Estate planning is not a comfortable topic for a lot of Florida residents. Only 43 percent of Americans have a will although most people understand that a beneficiary must be designated or default state regulations, such as probate court, come into play. Some people don’t understand the value of assets they have, such as insurance policies, and have people designated as beneficiaries people with whom they were once close, but are no longer.
A revocable trust can be used to designate beneficiaries of property on death, but a will is still necessary to appoint guardianship of minor children or a judge will decide this personal matter. Some property is passed on through beneficiaries designated on those accounts or documents to inherit those properties at your death, such as deeds with rights of survivorship, insurance policies, 401(k), IRA accounts, or payable-on-death brokerage or savings accounts.

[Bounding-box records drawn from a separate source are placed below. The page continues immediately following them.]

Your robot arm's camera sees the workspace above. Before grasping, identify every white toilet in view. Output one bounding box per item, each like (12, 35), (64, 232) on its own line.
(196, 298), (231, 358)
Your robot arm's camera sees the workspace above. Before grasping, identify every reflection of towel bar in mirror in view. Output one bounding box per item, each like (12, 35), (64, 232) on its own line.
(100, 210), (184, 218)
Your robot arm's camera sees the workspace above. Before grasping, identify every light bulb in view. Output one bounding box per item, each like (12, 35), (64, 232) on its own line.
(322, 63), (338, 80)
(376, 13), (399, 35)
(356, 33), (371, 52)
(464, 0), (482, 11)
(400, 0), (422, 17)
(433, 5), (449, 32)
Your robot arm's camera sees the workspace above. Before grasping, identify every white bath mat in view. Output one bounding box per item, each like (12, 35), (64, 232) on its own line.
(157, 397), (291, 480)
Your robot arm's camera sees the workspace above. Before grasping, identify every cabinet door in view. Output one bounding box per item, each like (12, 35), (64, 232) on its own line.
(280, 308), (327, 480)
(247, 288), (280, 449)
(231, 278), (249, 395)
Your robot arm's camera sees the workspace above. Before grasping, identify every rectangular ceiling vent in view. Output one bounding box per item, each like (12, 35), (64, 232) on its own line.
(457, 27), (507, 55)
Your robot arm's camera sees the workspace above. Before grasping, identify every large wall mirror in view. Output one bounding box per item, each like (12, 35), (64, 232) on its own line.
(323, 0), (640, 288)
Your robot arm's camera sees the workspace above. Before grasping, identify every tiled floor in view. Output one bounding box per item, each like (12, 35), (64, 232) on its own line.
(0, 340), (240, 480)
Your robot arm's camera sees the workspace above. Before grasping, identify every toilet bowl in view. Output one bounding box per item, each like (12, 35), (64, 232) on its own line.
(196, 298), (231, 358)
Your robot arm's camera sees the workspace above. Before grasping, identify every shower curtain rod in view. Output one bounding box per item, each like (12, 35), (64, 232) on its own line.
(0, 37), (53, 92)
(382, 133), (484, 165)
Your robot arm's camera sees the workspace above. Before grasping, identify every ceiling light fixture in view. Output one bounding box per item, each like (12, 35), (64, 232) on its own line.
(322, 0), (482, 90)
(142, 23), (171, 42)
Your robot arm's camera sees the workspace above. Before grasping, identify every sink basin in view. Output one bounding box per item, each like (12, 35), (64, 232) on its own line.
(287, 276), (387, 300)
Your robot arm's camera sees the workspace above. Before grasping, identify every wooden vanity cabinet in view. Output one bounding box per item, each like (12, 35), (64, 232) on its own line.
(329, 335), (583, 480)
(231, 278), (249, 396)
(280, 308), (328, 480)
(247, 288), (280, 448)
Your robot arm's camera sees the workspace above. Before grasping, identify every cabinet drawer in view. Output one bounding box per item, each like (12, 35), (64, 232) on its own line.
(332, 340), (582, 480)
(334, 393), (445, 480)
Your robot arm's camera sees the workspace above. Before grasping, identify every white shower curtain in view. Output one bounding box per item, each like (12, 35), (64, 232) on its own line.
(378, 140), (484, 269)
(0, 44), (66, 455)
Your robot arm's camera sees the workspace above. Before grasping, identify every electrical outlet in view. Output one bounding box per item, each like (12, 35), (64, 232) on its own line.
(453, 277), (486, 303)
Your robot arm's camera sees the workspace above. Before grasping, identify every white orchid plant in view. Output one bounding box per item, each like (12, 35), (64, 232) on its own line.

Estate taxes vary from state to state although the federal estate tax and gift tax exemption is $5.25 million. Deadlines do apply and estate tax returns for the deceased must sometimes be filed and can be confusing for the bereaved. Funeral arrangements should be described in a separate letter and given to a trusted family member or friend. Financial documents, insurance policies, deeds, brokerage and bank account statements as well as employee benefit and pension information should be kept organized and accessible to the estate executor.
Estate administration can be a minefield of legal issues. The death of a loved one is an emotional time for heirs and a lawyer can often be of help in navigating estate complexities, distribution of assets, tax responsibilities and probate issues. Consulting assistance in the field of estate planning can save heirs emotional trauma and money as well.